Hoffman was one of those people: Having just taken his first job in consulting, he knew that golf was part of being in the business industry, but he hadn’t played.

“I didn’t feel like there was a good way to learn how to golf both from an education standpoint and a cost standpoint,” Hoffman said. “And I didn’t have $2,000 or $3,000 just to spend on a new set of clubs.”

That’s the aim of Golf Roots: to provide people the opportunity to get into the sport at a low cost. What began as a business with just Stromberg, Hoffman and a high school kid helping ship golf clubs out of Stromberg’s parents’ garage has now moved into a warehouse with 15 full-time employees marketing, refurbishing and shipping clubs across the country.

The key to making those clubs affordable is how they acquire them: through trade-in days at private golf clubs across the country. Its members then bring in their old name-brand clubs for Golf Roots in exchange for store credit at the private club. Golf Roots pays for that store credit based on the clubs’ appraised value and, in return, gets inventory.

“Since we don’t work with the manufacturers directly, we’re not tied to any MSRPs or any minimums, so that lets us price the clubs wherever we want,” Hoffman said.

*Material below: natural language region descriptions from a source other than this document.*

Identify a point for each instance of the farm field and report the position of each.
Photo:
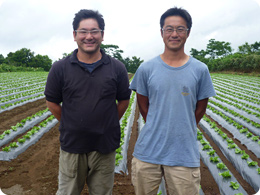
(229, 131)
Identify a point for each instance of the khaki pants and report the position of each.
(94, 168)
(146, 178)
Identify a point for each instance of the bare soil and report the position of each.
(35, 172)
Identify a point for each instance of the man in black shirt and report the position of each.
(88, 83)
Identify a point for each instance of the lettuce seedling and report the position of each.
(225, 174)
(7, 149)
(211, 153)
(214, 159)
(13, 145)
(251, 164)
(245, 155)
(234, 185)
(206, 147)
(221, 166)
(255, 138)
(232, 145)
(243, 130)
(238, 151)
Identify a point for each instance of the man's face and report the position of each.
(88, 42)
(174, 40)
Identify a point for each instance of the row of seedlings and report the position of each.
(31, 137)
(239, 132)
(22, 126)
(162, 188)
(247, 168)
(126, 124)
(227, 183)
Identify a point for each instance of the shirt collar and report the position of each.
(104, 60)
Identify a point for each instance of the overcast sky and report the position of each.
(45, 26)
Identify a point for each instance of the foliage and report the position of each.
(225, 174)
(131, 64)
(24, 60)
(234, 185)
(219, 57)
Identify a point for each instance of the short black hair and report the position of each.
(175, 11)
(85, 14)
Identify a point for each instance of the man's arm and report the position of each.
(121, 107)
(55, 109)
(200, 109)
(143, 103)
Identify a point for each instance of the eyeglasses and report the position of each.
(83, 33)
(179, 30)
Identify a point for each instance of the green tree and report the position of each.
(132, 64)
(113, 51)
(249, 49)
(217, 49)
(2, 59)
(40, 61)
(21, 57)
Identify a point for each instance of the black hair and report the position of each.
(85, 14)
(175, 11)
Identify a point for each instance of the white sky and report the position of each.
(45, 26)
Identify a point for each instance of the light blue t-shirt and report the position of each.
(170, 133)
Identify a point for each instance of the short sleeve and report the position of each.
(123, 91)
(139, 82)
(206, 88)
(53, 89)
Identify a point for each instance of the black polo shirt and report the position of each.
(89, 119)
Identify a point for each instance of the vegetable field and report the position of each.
(228, 137)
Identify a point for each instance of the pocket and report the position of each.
(196, 176)
(68, 163)
(133, 171)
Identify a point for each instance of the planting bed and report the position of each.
(35, 170)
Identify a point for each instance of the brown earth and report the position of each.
(35, 171)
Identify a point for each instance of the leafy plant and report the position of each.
(249, 134)
(7, 149)
(13, 145)
(211, 153)
(230, 141)
(221, 166)
(232, 145)
(214, 159)
(225, 174)
(234, 185)
(21, 140)
(245, 155)
(238, 151)
(206, 147)
(7, 132)
(255, 138)
(203, 142)
(253, 163)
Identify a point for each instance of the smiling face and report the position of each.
(174, 41)
(88, 43)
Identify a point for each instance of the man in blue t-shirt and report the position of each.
(172, 94)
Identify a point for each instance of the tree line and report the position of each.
(26, 60)
(219, 56)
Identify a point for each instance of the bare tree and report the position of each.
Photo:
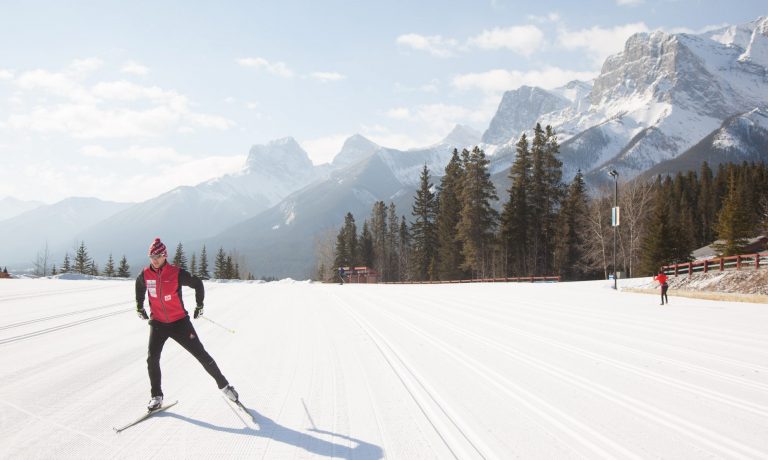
(599, 233)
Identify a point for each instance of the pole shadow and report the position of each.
(269, 429)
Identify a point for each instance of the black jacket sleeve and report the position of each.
(189, 280)
(141, 291)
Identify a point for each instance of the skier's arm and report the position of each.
(189, 280)
(141, 290)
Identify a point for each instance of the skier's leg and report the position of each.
(187, 337)
(157, 338)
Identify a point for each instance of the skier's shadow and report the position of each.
(316, 445)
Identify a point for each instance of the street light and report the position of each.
(615, 219)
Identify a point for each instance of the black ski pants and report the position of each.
(184, 334)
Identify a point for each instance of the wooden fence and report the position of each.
(742, 261)
(517, 279)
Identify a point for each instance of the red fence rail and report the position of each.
(754, 261)
(516, 279)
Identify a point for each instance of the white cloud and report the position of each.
(135, 153)
(523, 40)
(134, 68)
(324, 149)
(435, 45)
(68, 105)
(500, 80)
(124, 184)
(551, 17)
(430, 122)
(327, 76)
(400, 113)
(279, 69)
(598, 41)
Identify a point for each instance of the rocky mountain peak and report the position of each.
(284, 154)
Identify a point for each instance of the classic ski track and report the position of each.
(536, 312)
(696, 432)
(571, 429)
(57, 293)
(288, 392)
(473, 442)
(60, 315)
(369, 391)
(461, 309)
(29, 335)
(700, 332)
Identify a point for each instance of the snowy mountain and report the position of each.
(665, 103)
(12, 207)
(740, 138)
(519, 110)
(56, 225)
(280, 241)
(661, 96)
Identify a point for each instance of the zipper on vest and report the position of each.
(160, 292)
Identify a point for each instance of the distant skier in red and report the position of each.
(662, 279)
(170, 319)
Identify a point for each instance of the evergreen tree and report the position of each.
(109, 268)
(220, 265)
(366, 246)
(423, 230)
(515, 216)
(193, 264)
(346, 243)
(404, 258)
(203, 272)
(229, 268)
(449, 255)
(478, 219)
(733, 223)
(379, 237)
(180, 259)
(545, 195)
(392, 243)
(658, 244)
(123, 270)
(570, 247)
(66, 266)
(82, 260)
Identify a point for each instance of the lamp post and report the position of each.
(615, 218)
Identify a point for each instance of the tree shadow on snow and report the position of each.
(316, 445)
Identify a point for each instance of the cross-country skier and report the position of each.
(170, 319)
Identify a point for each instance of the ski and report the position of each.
(238, 406)
(144, 417)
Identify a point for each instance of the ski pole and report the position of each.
(232, 331)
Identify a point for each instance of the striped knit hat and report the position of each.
(157, 248)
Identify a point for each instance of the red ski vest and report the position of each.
(164, 293)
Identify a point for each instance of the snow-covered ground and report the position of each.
(569, 370)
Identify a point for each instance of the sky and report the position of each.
(123, 101)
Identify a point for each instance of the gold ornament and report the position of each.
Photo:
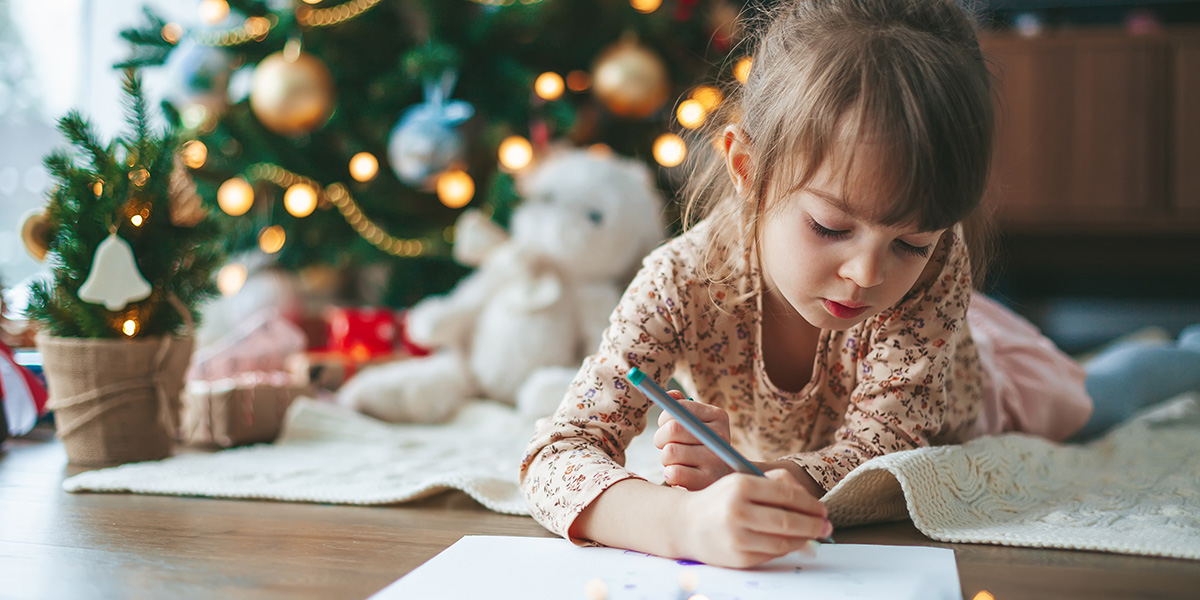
(36, 232)
(630, 79)
(292, 96)
(185, 205)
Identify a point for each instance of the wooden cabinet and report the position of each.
(1098, 132)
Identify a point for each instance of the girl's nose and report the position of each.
(865, 269)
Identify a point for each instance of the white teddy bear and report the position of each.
(517, 328)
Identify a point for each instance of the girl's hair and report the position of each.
(906, 77)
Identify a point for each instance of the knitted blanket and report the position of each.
(1135, 491)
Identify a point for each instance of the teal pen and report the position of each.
(696, 427)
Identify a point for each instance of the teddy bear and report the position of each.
(517, 328)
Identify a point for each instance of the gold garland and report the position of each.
(256, 29)
(340, 197)
(310, 17)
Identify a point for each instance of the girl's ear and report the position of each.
(738, 159)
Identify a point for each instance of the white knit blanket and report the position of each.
(1135, 491)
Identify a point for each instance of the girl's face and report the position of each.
(825, 258)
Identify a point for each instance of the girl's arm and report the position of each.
(739, 521)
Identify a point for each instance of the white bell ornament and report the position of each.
(114, 279)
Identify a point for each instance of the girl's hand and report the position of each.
(742, 520)
(688, 463)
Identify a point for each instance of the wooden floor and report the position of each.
(57, 545)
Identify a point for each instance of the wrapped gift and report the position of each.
(244, 409)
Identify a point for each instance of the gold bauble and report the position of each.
(36, 232)
(630, 79)
(292, 96)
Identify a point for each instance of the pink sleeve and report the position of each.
(1032, 387)
(580, 451)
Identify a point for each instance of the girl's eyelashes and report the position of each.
(917, 251)
(825, 232)
(838, 234)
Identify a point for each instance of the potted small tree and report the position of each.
(132, 253)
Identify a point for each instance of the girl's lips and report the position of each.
(843, 311)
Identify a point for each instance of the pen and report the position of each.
(696, 427)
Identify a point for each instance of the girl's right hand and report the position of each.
(742, 521)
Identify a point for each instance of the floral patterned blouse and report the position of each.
(905, 378)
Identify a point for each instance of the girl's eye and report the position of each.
(917, 251)
(825, 232)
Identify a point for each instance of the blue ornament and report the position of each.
(426, 141)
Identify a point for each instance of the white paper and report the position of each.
(499, 568)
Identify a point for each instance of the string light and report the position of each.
(690, 114)
(516, 153)
(270, 239)
(670, 150)
(196, 154)
(549, 85)
(579, 81)
(364, 167)
(214, 11)
(455, 189)
(742, 69)
(231, 279)
(235, 197)
(646, 6)
(172, 33)
(300, 199)
(708, 97)
(340, 197)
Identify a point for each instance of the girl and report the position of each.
(817, 312)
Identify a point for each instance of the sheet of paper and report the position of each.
(499, 568)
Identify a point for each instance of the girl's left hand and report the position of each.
(688, 463)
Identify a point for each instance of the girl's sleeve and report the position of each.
(580, 451)
(919, 381)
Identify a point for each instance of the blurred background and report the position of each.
(423, 108)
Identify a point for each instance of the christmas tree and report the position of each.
(132, 249)
(370, 124)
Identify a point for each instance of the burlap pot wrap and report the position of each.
(115, 401)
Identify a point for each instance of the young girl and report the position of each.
(817, 313)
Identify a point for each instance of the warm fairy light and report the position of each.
(549, 85)
(646, 6)
(231, 279)
(271, 239)
(579, 81)
(516, 153)
(214, 11)
(195, 154)
(742, 70)
(455, 189)
(300, 199)
(670, 150)
(708, 97)
(690, 113)
(257, 27)
(235, 196)
(364, 167)
(172, 33)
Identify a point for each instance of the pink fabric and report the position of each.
(1030, 385)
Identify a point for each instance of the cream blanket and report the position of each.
(1135, 491)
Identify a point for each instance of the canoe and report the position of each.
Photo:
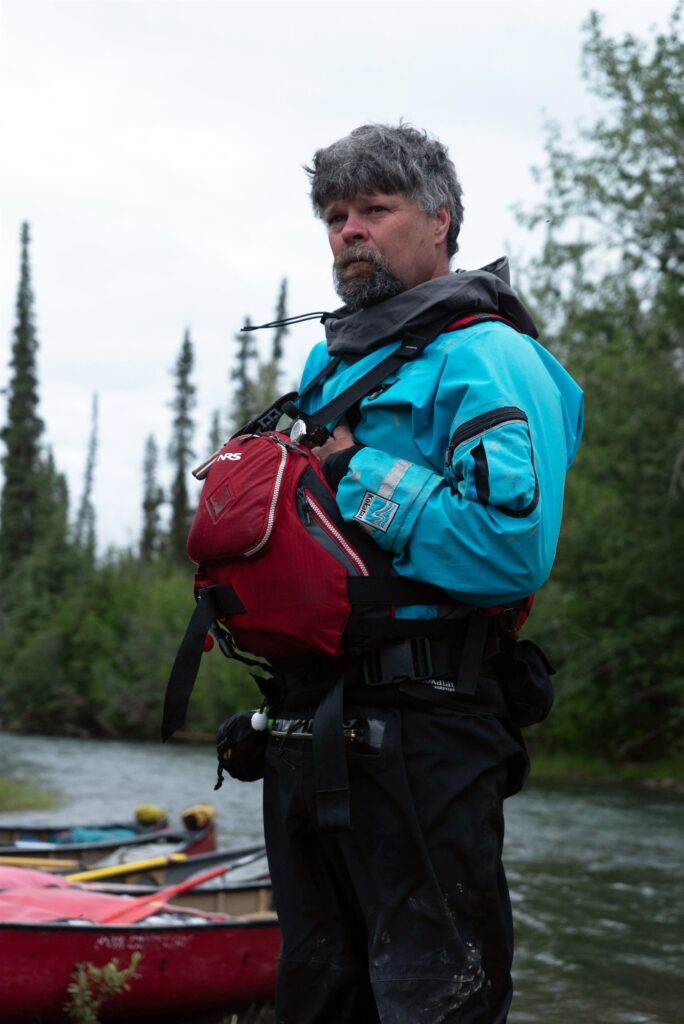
(244, 888)
(86, 845)
(190, 963)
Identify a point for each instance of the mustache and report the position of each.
(358, 251)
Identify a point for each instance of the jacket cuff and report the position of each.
(337, 464)
(385, 496)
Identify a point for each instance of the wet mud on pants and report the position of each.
(405, 919)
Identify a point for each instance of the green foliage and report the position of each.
(152, 540)
(93, 986)
(257, 381)
(22, 433)
(180, 451)
(608, 290)
(84, 528)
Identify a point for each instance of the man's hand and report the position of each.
(340, 438)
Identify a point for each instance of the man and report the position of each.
(455, 467)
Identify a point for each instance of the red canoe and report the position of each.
(190, 963)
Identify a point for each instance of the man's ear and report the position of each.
(442, 220)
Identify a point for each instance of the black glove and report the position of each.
(241, 749)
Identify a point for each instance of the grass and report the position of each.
(20, 796)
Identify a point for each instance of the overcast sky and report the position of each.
(157, 148)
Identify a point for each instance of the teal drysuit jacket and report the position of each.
(466, 451)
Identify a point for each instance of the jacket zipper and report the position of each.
(332, 529)
(482, 425)
(273, 503)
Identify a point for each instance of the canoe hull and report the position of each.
(183, 968)
(87, 854)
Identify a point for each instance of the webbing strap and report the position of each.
(330, 763)
(396, 629)
(212, 603)
(398, 590)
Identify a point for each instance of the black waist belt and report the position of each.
(391, 664)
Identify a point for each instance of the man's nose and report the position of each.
(354, 229)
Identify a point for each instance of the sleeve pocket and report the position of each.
(490, 460)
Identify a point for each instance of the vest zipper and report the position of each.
(273, 502)
(336, 535)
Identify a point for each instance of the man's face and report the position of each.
(384, 245)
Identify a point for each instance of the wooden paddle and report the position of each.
(97, 873)
(142, 906)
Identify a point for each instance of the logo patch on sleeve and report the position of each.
(376, 511)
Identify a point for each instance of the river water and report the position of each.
(596, 872)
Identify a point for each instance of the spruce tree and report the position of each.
(180, 451)
(282, 331)
(84, 528)
(245, 399)
(22, 433)
(217, 435)
(153, 498)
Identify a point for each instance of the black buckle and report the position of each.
(508, 621)
(397, 663)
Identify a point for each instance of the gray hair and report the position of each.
(388, 159)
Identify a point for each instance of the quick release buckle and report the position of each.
(397, 662)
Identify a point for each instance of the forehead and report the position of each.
(360, 198)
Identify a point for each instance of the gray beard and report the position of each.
(364, 290)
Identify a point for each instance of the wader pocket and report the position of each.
(241, 749)
(527, 683)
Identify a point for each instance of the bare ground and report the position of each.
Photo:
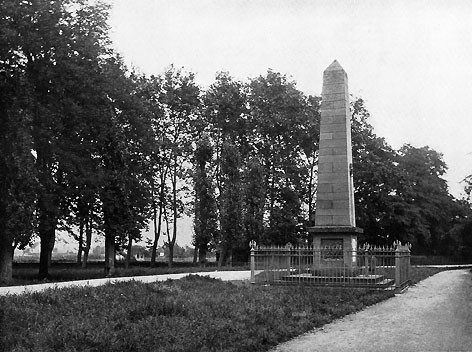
(434, 315)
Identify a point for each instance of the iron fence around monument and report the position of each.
(367, 266)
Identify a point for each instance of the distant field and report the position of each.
(26, 273)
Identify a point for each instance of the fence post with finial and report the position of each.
(252, 245)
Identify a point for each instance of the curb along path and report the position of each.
(223, 275)
(435, 315)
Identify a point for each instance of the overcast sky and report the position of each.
(411, 61)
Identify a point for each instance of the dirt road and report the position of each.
(435, 315)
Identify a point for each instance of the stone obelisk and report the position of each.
(335, 222)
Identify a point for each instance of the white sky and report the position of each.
(411, 61)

That wasn’t easy: They had to reach out to private clubs across the country, hoping one would take a chance on a trade-in day. Despite being from Dallas, Stromberg said the company’s first trade-in event was at the San Antonio Golf Club. He quit his full-time job in consulting just two days before that first trade-in event, knowing that he needed to go all-in on a business idea he believed in to make it work.

“We’d never run a trade-in day before that and I had quit my job two days before that trade-in day because I had a feeling that it was going to work,” Stromberg said. “Now, we work with well over 200 golf courses around the country and that’s a growing number.”

Part of what makes the company so successful is its marketing: The two 25-year-olds understand that to stay in line with the company’s mission of being welcoming to beginners is through fun, personality-driven posts meant to teach the consumer about the basics of finding the best club for them.

“I think that our social media has had a huge impact,” Stromberg said. “Our message of accessibility resonates with people. They also really love that the company gives them an inside look into what it’s like to be a startup. So, I think that when people are trying to decide where they want to buy golf clubs from, ultimately, they pick us.” 

In addition, the company sells an $89.99 beginner set of clubs for customers to try, which includes a wood, an iron, a wedge and a putter, plus five balls. When the customer is ready, they can use that credit toward upgrading to a full set. Stromberg said Golf Roots prides itself on being the only used club company that builds full sets of clubs for its customers, from the driver down to the putter, anywhere from $200 to $2,000.

That is something Stromberg knew how to do from working at a golf course in New Mexico when he was in college, but he’s now brought in a team of experts who can help put together the perfect set.

At the same time, both Stromberg and Hoffman have been on their own golf journeys, so it’s like they’re on the same path as their customers. Hoffman didn’t end up buying that particular set from Stromberg in 2020, but the two are now 3½ years into growing the game.

“We’re just getting started,” Stromberg said. “We’re going to look back in a few years and laugh about these things that seem like our big accomplishments to us right now, because they’re going to seem like nothing compared to what we’re going to do.”